A report recently released by the federal Substance Abuse and Mental Health Services Administration (SAMHSA) shows that, for the years 2006-2008, the Santa Barbara and Ventura County area was the number one region in California to use painkillers for nonmedical purposes. Compared to an overall state average of 5.27 percent, approximately 7.05 percent of Santa Barbara and Ventura residents abused pain relievers. The report also revealed that 12.40 percent of Santa Barbara and Ventura residents used an illicit drug within one month of being surveyed, good for the highest rate in the state and more than 3 percentage points over California’s 9.34 percent average.

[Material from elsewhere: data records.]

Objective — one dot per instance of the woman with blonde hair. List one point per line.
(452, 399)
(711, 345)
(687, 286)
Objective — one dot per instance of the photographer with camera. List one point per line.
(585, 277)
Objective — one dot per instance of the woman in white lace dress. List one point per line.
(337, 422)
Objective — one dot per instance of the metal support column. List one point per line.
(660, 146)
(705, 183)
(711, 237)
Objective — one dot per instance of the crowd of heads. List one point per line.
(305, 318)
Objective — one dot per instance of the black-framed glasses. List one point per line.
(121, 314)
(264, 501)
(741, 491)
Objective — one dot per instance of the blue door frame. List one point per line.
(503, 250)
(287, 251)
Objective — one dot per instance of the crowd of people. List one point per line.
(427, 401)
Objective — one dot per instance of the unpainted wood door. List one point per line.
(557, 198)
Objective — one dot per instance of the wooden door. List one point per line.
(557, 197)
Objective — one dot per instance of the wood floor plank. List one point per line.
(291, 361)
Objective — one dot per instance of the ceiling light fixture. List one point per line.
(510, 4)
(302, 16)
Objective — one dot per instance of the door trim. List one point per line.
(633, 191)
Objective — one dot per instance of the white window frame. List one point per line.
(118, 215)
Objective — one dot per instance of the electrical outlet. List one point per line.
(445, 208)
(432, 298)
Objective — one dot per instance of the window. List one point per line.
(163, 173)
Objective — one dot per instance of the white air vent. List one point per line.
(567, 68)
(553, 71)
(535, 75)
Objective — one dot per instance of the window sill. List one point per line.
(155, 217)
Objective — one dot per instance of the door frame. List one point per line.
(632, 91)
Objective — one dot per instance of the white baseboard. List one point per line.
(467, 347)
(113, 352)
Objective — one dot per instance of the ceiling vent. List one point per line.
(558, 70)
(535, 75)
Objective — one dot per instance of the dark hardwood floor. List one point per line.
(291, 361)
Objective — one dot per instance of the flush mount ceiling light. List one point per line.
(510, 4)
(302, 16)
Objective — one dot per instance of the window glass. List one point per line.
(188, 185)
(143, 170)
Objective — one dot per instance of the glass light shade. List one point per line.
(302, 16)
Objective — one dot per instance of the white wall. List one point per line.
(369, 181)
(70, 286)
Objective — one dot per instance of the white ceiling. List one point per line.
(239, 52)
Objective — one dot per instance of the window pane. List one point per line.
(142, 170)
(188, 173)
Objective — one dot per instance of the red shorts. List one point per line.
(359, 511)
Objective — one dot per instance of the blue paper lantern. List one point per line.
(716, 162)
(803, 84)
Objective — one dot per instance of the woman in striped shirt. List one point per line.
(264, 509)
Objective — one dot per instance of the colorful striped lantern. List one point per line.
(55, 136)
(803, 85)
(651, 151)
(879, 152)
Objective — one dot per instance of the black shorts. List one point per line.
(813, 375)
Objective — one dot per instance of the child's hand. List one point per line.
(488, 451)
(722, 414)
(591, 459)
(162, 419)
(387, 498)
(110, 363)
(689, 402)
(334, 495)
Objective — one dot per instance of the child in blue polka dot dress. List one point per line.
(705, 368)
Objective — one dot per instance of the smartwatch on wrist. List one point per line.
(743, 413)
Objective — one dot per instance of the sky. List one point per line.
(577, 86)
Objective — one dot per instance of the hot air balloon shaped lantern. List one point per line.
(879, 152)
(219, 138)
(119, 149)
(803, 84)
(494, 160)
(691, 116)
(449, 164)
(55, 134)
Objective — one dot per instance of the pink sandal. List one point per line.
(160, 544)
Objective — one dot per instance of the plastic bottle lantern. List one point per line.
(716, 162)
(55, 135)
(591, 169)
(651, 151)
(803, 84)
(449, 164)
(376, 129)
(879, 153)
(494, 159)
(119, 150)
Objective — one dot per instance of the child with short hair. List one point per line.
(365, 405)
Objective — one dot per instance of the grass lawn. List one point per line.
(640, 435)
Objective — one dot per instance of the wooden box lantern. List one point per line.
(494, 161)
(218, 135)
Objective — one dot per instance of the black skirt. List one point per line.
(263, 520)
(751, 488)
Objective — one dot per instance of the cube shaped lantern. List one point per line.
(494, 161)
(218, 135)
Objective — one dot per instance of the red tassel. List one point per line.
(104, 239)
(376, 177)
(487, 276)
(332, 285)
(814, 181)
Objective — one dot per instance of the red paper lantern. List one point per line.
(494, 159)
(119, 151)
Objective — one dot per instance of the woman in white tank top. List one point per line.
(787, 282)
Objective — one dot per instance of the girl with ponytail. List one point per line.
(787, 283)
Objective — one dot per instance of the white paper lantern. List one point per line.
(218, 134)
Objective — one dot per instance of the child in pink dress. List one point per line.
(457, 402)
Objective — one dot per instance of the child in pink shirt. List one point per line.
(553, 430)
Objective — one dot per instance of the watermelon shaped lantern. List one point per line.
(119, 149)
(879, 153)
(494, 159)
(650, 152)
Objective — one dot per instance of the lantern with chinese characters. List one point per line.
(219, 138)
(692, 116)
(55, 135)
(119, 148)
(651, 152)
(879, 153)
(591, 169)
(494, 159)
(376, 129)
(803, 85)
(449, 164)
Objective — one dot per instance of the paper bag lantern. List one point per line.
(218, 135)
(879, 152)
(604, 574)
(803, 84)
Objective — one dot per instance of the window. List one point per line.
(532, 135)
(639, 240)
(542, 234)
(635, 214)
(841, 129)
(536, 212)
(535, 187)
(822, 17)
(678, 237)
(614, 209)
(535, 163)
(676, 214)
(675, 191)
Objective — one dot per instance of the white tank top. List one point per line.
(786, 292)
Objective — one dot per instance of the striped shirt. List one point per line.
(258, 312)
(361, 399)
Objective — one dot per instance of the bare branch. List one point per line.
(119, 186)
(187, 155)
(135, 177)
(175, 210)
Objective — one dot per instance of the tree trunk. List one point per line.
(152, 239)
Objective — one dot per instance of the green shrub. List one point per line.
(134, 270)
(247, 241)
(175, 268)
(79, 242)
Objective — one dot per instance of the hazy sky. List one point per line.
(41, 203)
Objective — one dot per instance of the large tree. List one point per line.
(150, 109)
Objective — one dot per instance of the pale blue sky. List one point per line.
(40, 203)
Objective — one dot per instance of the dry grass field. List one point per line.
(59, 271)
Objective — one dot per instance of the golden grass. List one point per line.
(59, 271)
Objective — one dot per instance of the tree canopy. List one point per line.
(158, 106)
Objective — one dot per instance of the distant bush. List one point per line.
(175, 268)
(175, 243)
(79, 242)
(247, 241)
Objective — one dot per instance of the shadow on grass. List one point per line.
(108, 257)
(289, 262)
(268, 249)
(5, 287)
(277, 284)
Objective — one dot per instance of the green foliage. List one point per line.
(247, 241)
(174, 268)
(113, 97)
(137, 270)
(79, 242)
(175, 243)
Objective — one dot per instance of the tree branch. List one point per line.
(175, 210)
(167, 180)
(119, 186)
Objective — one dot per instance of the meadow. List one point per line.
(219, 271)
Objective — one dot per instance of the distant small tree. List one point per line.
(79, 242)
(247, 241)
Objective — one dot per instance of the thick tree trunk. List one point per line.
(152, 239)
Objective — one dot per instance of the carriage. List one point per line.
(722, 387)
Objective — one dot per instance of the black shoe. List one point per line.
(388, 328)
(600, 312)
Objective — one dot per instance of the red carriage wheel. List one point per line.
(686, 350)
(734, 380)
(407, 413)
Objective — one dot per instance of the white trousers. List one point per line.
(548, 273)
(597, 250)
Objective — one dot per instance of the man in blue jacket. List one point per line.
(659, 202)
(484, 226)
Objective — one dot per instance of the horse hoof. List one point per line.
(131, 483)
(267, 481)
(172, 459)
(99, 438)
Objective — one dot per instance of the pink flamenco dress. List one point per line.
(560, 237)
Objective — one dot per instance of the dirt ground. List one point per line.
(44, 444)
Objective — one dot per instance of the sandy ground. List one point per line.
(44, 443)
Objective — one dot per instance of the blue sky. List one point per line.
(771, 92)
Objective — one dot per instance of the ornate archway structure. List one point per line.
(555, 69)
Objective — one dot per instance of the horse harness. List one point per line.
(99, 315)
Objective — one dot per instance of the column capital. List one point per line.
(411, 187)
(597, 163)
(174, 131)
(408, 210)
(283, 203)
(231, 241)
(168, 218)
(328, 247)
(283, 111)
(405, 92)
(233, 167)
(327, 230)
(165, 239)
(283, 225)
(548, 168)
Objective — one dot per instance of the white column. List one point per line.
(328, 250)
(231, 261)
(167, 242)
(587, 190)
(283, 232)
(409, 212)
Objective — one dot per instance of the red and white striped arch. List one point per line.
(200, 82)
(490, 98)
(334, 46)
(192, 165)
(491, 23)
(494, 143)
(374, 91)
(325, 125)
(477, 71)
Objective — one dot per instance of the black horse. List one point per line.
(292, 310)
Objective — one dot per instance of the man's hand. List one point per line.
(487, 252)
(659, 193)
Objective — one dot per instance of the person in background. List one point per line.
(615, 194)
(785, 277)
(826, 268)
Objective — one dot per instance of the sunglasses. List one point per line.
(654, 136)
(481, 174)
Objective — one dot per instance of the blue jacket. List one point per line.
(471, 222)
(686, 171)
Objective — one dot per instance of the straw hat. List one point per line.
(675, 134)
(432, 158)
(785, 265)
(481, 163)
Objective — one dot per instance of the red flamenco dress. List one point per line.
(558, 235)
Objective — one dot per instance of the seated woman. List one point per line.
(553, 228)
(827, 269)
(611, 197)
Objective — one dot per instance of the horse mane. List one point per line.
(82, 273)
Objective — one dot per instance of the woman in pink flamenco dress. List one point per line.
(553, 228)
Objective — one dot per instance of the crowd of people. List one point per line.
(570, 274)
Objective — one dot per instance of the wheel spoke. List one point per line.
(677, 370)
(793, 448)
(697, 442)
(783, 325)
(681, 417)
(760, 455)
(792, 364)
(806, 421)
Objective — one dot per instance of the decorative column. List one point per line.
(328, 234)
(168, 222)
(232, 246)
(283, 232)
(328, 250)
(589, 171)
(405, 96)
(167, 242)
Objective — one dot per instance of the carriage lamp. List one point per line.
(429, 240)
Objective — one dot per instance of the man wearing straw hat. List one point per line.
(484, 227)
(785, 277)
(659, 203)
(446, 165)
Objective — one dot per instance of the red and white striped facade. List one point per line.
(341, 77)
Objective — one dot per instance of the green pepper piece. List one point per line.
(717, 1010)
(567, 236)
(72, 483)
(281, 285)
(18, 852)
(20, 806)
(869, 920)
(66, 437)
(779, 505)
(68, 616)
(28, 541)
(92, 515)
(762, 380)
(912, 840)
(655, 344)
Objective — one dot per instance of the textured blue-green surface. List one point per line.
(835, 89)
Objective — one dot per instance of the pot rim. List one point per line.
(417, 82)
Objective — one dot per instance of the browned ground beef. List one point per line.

Clare Kavin, a painkiller abuse specialist who helps run a rapid detox clinic in Los Angeles, said that there is “definitely a national trend” of people getting introduced and then becoming addicted to prescription medications. “It’s a numbing device,” she said, noting oxycodone (the main ingredient in Oxycontin) is one of the most available, addictive, and dangerous of the pill-form opiate drugs that “take the physical and mental pressures away but allow you to still function.” And Santa Barbara is no exception, she went on, explaining that thousands of college students who live here regularly abuse painkillers and anti-anxiety drugs because they’re easy to come by and offer quick relief.
Users will oftentimes crush up and snort opiate pills to speed up the process, but that sometimes has a deadly consequence. “It’s such a powerful narcotic,” Kavin said. Snorting one Oxycontin in addition to having a few drinks is enough to kill someone, she stated. And popping the pills for a mere week or two is sufficient to get a person fully addicted, she summed up.
Heroin use throughout the country and Santa Barbara is also on the rise, claimed Kavin, who said her agency has been receiving more and more calls about people hooked on the drug. Oftentimes classified as morphine in the Santa Barbara coroner’s reports (and itself an opiate), heroin is a cheaper version of pill-form drugs, frequently turned to when addicts can’t get their fix from the purer prescriptions. Nordiazepam and Diazepam, which also appeared often in the charts, are prescription anti-anxiety medications that people hooked on opiates sometimes use as temporary substitutes.